Very Bad Wizards

Episode 58: Do the Right Thing (with Yoel Inbar)

December 1st, 2014

Film critic, VBW regular, and social psychologist Yoel Inbar joins David and Tamler to talk about Spike Lee's controversial 1989 film, Do the Right Thing, a movie about a day in the life of a small Brooklyn community on the hottest day of summer, and how the day's events lead to a race riot. Which characters in the film deserve our sympathy? (Maybe all of them?) Who was Spike Lee criticizing with his depiction of the characters in this community? Why did Mookie start the riot at Sal's? Was his action justified? Was starting the riot the "Right Thing" that Spike Lee was referring to in the title? Twenty five years after its release, how much have things changed? [Please note: we recorded this episode before the Ferguson verdict, which is why--despite some parallels--we don't refer to the verdict or the aftermath.]


Violence as a way of achieving racial justice is both impractical and immoral. It is impractical because it is a descending spiral ending in destruction for all. The old law of an eye for an eye leaves everybody blind. It is immoral because it seeks to humiliate the opponent rather than win his understanding; it seeks to annihilate rather than to convert. Violence is immoral because it thrives on hatred rather than love. It destroys a community and makes brotherhood impossible. It leaves society in monologue rather than dialogue. Violence ends by defeating itself. It creates bitterness in the survivors and brutality in the destroyers. 

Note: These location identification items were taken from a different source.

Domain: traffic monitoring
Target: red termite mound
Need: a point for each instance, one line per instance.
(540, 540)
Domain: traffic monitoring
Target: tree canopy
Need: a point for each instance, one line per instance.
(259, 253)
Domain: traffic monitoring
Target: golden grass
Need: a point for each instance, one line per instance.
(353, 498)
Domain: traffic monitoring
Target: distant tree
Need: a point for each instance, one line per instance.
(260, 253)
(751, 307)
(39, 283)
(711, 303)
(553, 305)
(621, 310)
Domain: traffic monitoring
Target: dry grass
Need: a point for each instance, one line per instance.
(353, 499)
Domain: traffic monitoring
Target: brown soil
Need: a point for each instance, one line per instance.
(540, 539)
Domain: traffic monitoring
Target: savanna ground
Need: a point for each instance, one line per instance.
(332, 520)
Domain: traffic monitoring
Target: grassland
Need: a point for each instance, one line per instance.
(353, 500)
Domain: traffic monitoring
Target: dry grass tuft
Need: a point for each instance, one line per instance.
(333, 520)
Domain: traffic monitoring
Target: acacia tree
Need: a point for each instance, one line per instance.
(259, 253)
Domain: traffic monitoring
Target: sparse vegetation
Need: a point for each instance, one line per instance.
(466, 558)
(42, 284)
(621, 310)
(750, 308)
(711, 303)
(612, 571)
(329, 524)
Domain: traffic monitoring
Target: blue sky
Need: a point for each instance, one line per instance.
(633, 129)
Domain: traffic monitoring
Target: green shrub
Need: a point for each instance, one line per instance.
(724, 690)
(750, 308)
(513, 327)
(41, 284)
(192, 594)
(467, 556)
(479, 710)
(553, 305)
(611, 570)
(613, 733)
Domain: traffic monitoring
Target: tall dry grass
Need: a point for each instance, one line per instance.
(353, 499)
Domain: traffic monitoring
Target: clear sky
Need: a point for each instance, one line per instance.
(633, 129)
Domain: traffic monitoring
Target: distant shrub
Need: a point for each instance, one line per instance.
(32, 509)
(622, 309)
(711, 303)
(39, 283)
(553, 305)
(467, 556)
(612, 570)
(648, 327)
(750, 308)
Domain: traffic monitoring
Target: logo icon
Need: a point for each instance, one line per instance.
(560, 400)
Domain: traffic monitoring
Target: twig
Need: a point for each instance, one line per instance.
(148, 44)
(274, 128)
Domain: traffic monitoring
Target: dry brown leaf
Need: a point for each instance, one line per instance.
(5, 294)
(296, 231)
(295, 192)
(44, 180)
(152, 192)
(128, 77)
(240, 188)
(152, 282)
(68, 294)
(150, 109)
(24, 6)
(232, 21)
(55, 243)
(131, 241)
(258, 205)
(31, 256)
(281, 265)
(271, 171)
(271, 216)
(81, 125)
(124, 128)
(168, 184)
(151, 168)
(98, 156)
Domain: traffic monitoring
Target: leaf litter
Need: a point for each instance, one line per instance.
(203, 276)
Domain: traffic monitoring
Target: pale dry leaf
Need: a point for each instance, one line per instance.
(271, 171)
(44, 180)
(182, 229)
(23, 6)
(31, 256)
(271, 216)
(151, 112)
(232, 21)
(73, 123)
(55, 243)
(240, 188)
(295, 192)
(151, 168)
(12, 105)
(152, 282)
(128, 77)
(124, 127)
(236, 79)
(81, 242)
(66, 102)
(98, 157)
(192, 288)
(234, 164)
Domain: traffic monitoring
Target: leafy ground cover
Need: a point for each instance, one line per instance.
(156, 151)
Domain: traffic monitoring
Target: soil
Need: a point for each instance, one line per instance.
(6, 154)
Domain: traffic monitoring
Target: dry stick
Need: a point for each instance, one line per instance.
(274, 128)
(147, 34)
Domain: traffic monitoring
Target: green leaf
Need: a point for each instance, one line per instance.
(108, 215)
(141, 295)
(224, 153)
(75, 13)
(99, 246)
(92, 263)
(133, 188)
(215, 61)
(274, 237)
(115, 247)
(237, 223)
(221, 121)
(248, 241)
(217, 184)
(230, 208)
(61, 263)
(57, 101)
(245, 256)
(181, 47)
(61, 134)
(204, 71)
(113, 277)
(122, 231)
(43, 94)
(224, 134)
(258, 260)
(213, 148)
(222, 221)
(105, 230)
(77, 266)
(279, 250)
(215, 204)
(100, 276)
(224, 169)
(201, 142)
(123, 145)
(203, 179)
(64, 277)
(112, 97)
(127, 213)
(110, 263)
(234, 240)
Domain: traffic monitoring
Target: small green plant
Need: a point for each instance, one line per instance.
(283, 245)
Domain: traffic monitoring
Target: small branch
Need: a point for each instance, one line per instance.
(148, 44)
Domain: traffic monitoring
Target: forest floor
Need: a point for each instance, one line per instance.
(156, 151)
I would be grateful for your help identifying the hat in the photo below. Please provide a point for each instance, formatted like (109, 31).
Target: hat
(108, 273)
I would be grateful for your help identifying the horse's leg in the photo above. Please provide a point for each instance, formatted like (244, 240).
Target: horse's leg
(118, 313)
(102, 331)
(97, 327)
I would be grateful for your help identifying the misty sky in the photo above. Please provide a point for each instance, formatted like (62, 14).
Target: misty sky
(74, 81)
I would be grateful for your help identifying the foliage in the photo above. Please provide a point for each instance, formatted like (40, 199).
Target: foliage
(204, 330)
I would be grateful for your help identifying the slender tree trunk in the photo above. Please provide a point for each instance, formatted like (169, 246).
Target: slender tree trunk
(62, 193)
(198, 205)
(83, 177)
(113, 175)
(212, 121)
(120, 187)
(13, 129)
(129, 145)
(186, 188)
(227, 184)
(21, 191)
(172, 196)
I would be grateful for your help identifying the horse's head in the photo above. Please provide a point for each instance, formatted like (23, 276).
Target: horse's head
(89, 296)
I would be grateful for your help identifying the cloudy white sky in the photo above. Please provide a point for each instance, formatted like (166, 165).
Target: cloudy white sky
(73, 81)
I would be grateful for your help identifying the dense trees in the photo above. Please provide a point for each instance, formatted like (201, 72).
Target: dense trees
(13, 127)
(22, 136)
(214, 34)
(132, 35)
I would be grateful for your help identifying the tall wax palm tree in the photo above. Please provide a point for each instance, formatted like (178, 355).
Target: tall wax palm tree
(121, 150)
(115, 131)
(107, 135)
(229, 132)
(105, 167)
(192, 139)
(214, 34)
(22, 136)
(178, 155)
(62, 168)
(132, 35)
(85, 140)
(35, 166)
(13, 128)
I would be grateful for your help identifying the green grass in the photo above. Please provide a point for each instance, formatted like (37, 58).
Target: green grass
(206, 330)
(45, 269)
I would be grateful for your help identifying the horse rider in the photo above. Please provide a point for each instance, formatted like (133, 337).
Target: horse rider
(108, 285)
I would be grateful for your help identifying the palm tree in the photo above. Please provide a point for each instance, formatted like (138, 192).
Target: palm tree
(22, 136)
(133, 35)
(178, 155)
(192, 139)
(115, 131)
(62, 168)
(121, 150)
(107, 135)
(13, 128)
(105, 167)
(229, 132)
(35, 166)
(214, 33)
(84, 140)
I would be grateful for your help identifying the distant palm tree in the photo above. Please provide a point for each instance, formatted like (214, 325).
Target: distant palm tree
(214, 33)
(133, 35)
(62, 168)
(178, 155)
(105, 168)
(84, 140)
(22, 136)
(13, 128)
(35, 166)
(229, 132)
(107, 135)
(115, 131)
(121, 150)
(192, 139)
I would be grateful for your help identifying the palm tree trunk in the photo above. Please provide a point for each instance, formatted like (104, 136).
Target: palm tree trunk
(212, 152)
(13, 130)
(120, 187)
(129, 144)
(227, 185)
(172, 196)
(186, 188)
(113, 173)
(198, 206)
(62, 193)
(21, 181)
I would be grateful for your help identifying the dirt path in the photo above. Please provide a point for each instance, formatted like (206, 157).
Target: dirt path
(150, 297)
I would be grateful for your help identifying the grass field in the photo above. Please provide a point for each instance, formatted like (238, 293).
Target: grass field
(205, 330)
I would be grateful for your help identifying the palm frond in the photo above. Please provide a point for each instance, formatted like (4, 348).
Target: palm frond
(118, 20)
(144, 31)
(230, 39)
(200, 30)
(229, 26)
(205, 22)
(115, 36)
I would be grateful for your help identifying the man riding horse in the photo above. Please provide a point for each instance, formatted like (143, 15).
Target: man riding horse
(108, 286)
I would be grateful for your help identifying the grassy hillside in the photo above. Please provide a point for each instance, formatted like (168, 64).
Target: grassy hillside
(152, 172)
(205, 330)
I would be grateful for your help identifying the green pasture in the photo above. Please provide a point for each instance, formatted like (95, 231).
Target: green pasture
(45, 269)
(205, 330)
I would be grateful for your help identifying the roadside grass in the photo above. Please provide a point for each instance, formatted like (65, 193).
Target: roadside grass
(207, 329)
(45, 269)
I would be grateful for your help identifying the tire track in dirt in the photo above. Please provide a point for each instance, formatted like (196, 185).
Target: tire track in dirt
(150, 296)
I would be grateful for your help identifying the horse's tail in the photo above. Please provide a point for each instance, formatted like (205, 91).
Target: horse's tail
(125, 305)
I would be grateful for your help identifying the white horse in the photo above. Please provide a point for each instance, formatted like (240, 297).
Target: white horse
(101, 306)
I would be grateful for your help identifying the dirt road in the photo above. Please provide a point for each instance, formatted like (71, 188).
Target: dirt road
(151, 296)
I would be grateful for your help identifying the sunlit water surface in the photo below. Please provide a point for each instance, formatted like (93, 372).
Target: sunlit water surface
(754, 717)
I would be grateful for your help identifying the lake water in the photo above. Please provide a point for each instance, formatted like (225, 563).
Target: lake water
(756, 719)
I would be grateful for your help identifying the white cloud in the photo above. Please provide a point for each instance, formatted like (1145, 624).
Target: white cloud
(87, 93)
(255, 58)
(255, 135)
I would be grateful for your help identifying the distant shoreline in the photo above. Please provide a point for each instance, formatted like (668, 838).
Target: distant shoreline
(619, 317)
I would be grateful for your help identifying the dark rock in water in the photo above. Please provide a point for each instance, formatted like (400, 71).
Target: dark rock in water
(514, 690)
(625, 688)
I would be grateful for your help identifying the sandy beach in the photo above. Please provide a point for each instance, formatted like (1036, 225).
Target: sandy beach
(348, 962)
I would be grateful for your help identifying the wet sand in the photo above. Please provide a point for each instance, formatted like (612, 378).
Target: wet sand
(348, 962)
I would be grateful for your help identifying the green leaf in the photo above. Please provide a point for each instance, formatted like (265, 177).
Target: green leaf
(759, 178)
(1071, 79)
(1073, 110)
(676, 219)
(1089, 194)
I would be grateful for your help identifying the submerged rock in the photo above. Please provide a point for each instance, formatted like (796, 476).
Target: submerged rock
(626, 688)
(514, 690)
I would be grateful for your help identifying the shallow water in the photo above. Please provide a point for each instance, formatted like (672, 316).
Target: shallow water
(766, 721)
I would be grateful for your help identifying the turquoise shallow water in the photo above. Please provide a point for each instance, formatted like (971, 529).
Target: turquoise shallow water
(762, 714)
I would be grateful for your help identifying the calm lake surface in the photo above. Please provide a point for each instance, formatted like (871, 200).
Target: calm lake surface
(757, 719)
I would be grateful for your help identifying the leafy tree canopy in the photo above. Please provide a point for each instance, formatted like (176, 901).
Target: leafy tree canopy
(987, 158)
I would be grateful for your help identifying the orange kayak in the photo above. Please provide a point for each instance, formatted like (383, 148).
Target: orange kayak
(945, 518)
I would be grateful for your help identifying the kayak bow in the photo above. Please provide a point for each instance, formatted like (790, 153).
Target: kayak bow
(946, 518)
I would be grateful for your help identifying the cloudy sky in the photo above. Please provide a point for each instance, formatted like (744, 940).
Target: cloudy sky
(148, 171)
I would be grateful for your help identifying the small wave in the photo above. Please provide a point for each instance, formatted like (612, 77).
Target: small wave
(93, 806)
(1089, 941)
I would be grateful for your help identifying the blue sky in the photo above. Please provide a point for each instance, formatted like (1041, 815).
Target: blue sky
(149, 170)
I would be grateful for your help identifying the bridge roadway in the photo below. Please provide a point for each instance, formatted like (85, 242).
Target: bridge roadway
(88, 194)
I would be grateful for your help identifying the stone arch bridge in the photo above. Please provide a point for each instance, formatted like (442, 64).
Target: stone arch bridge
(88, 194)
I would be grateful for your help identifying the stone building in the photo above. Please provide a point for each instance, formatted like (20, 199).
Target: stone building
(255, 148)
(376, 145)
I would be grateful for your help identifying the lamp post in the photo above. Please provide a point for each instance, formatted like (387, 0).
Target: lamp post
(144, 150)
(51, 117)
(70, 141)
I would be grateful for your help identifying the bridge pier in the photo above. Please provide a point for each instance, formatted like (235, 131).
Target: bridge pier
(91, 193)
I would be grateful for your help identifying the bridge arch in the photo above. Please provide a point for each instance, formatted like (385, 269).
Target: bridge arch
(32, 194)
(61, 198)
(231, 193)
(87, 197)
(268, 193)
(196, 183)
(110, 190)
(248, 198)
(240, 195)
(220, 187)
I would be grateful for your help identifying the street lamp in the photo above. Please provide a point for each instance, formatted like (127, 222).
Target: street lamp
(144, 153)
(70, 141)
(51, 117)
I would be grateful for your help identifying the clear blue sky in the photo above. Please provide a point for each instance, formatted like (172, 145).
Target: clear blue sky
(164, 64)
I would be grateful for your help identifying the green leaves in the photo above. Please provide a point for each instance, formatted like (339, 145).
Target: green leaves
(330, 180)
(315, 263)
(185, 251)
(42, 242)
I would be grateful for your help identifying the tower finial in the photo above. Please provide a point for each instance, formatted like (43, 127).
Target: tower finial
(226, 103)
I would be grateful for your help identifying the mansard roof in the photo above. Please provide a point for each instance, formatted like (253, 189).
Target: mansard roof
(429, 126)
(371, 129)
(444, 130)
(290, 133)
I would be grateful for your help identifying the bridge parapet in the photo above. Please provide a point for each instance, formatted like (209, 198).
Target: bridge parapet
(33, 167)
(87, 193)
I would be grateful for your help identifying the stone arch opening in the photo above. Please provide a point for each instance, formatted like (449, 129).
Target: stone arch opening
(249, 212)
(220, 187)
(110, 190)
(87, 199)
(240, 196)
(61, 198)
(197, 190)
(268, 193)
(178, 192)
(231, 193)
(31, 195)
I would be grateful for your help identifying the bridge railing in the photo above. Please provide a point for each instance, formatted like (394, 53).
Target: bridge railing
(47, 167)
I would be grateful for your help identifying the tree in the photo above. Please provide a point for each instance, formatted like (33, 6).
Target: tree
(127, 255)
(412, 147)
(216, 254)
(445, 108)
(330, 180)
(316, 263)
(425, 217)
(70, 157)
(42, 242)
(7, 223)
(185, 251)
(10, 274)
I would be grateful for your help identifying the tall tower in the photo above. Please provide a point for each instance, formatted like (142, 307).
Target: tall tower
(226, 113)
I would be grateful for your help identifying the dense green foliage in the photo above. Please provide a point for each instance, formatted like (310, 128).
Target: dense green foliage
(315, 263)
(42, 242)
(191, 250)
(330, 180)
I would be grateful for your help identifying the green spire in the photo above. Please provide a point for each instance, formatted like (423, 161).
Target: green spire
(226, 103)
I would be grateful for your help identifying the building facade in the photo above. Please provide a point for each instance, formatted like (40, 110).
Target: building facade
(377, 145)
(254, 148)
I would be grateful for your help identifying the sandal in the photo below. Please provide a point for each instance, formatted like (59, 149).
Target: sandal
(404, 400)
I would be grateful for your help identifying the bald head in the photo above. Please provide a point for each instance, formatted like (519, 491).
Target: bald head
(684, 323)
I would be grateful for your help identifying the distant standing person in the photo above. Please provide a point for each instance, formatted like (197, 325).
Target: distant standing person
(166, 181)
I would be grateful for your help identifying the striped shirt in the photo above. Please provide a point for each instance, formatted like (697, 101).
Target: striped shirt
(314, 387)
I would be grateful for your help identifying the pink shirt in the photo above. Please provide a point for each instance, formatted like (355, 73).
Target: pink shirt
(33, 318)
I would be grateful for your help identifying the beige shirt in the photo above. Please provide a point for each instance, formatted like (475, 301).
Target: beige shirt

- Dr. Martin Luther King, Jr. 

I think there are plenty of good people in America, but there are also plenty of bad people in America and the bad ones are the ones who seem to have all the power and be in these positions to block things that you and I need. Because this is the situation, you and I have to preserve the right to do what is necessary to bring an end to that situation, and it doesn't mean that I advocate violence, but at the same time I am not against using violence in self-defense. I don't even call it violence when it's self-defense, I call it intelligence.